Former Georgia Sen. Johnny Isakson dies at 76

Johnny Isakson sits in a meeting and looks toward the camera
Sen. Johnny Isakson in February 2019. Photo: J. Scott Applewhite/AP

Johnny Isakson, a former U.S. senator from Georgia and champion of bipartisanship, died Sunday morning. He was 76.

Why it matters: Isakson earned respect from Democrats and Republicans alike during his more than 40 years in elected office for his ability to hammer out bipartisan compromise.

  • Isakson's often repeated motto was: "There are only two types of people: friends and future friends."
  • Isakson pleaded for bipartisanship in his farewell address on the Senate floor: "I'm big on bipartisanship. Whether you're Black or white, Republican or Democrat, whatever it might be, find a way to find common ground. Give it a chance. And if it doesn't, be a future friend," he said.
  • "When I started my business and people wouldn't buy a house from me ... I'd say well thank you for looking with me and when you buy your next one call me and I'll do a better job. Because all I had was customers and future customers," he said.

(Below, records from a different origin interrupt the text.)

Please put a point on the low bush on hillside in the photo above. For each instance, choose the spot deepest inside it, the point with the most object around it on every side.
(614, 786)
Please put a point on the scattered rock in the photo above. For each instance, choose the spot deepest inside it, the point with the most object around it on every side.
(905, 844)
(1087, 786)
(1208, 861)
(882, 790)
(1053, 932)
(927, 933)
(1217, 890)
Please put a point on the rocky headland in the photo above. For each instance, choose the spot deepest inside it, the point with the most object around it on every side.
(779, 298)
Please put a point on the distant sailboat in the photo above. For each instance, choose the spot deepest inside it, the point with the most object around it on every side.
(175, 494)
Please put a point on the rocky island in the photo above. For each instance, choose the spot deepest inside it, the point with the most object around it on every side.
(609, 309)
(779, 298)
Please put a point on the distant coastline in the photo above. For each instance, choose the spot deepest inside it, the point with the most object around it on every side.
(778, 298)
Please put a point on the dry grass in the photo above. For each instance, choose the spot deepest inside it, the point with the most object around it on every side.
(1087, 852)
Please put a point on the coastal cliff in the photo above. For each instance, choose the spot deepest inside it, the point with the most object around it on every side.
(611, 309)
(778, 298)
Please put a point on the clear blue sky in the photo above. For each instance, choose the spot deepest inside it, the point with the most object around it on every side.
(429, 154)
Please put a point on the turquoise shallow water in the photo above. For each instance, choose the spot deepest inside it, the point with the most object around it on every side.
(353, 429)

Flashback: Isakson stepped down from the U.S. Senate in 2019 in the middle of his third term because of his advancing Parkinson’s disease.

Catch up quick: Isakson began his career in real estate development and went on to serve Georgia in the statehouse, U.S. House and U.S. Senate.

  • After his retirement, Isakson founded the Isakson Initiative to raise awareness and money for research related to neurocognitive diseases including Parkinson's and Alzheimer's.

What they’re saying: President Joe Biden called Isakson a "colleague and a friend," in a statement, adding that Isakson was a "proud Republican, but he put country before party, and valued building consensus over political combat.

  • "We served together on the Senate Foreign Relations Committee, traveled together, and found common ground built on mutual respect for each other and the institutions that govern our nation," Biden added.

Republican Gov. Brian Kemp said Georgia has lost "a giant, one of its greatest statesmen, and a servant leader dedicated to making his state and country better than he found it."

  • "Johnny paved the way for the modern Republican Party in Georgia, but he never let partisan politics get in the way of doing what was right," Kemp said.

The late Democratic Rep. John Lewis had called Isakson a "brother," a man "who has strong beliefs, but is also willing to work with others to get things done," upon Isakson's retirement in 2019.

  • "The senator does not make a lot of noise, but he has the ability, the power, the capacity to speak to power," Lewis said.